Cloisonné in Jewellery

In jewellery, cloisonné has been employed from ancient Egyptian pectorals — where the cells were sometimes filled with cut stone rather than enamel — through Renaissance pendants, Victorian revival pieces, and twentieth-century studio jewellery. The technique is well suited to small-scale work where the wire outlines can define figurative or geometric motifs with the precision of a miniature painting. Art Nouveau jewellers, including those working in the orbit of René Lalique, occasionally combined cloisonné enamel with plique-à-jour and set gemstones, though Lalique himself favoured plique-à-jour for its translucency.

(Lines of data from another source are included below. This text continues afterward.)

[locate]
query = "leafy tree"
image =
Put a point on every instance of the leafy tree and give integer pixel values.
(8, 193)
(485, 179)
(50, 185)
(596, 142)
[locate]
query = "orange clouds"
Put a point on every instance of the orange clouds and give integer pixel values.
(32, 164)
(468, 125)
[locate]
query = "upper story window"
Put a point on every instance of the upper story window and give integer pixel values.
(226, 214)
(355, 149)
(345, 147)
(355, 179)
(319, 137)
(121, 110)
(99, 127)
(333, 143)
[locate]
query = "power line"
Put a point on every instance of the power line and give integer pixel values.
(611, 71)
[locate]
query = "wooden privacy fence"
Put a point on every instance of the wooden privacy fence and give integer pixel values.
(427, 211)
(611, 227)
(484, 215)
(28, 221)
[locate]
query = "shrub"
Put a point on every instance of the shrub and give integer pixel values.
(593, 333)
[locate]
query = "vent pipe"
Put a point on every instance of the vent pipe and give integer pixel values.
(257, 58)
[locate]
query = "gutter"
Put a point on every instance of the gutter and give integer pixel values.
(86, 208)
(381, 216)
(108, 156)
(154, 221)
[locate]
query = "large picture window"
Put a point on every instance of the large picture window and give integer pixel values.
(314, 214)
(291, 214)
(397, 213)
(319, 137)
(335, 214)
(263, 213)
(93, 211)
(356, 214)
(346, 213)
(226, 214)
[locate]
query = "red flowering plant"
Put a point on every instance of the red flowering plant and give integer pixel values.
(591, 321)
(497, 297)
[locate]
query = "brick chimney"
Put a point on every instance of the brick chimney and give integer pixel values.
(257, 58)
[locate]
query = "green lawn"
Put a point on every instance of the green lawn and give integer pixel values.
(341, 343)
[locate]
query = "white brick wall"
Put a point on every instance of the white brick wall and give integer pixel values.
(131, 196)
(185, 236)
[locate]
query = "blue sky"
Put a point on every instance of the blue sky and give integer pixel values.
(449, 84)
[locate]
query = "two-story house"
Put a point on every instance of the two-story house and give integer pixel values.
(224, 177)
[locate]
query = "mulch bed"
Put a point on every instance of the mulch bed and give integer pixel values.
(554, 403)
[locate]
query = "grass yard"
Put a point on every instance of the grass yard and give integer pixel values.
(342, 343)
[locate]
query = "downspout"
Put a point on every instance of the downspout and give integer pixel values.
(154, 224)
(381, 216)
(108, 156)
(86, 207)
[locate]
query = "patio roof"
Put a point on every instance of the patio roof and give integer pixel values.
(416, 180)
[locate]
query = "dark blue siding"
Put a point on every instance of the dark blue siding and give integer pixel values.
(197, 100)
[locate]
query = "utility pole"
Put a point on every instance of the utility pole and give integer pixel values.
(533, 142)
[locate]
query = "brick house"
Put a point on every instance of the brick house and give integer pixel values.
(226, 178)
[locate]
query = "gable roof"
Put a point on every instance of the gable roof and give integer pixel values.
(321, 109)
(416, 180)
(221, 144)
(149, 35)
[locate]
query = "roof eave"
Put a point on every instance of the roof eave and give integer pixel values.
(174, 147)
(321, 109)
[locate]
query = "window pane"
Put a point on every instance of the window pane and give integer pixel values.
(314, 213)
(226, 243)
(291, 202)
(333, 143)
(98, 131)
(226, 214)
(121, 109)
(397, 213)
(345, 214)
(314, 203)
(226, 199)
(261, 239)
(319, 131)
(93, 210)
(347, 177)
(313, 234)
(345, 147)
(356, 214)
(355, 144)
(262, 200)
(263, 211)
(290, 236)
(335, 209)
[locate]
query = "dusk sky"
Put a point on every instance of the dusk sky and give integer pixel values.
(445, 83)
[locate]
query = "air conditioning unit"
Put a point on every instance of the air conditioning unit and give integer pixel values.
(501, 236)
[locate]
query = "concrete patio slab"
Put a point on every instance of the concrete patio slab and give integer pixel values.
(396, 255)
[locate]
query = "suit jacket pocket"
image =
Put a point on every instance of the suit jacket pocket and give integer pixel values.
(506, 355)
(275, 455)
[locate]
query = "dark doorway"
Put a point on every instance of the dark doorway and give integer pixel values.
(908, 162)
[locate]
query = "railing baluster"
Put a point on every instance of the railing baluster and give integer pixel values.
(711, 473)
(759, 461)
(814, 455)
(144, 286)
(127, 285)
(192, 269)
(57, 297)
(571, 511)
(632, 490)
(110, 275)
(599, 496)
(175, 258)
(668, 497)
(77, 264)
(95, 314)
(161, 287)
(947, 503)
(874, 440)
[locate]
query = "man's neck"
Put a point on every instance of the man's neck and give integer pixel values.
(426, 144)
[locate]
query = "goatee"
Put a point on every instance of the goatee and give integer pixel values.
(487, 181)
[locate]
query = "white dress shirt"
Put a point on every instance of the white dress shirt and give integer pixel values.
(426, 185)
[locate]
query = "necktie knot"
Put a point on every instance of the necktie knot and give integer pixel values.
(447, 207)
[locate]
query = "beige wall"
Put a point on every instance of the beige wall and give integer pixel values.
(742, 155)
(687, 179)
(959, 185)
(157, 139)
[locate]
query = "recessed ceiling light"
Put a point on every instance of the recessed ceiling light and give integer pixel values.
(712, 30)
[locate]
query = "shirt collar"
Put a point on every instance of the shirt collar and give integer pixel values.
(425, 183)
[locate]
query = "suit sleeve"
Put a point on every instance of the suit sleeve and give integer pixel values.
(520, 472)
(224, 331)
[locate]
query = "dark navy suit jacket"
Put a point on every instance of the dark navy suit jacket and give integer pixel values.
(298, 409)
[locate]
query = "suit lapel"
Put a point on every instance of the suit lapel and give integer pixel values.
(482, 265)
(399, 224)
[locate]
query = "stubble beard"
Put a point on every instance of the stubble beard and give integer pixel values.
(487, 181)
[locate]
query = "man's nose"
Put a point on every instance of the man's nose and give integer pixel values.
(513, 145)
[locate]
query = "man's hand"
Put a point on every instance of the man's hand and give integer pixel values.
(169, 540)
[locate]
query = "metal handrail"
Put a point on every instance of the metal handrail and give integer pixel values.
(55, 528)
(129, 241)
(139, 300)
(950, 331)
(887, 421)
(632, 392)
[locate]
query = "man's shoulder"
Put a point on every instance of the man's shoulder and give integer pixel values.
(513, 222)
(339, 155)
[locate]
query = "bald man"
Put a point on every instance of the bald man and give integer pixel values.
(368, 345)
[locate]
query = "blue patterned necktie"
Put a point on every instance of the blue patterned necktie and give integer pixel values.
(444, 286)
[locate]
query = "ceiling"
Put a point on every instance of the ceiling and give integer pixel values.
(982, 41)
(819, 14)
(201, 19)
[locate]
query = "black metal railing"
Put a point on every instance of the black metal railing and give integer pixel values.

Contemporary studio jewellers continue to exploit cloisonné for its capacity to render complex imagery in permanent, fade-resistant colour.

Distinguishing Cloisonné from Related Techniques

Cloisonné is most readily distinguished from champlevé, in which the cells are carved or etched directly into a thicker metal base rather than formed by applied wires; in champlevé, the metal between cells is an integral part of the substrate, not an added element. Plique-à-jour removes the metal base entirely after firing, leaving a translucent enamel membrane supported only by the wire framework — an effect likened to stained glass in miniature. Painted enamel (émail peint) dispenses with cells altogether, applying successive layers of enamel directly to a flat surface as a painter applies pigment to canvas. Each technique produces a distinct aesthetic, and all four have coexisted in the repertoire of fine enamelling workshops for centuries.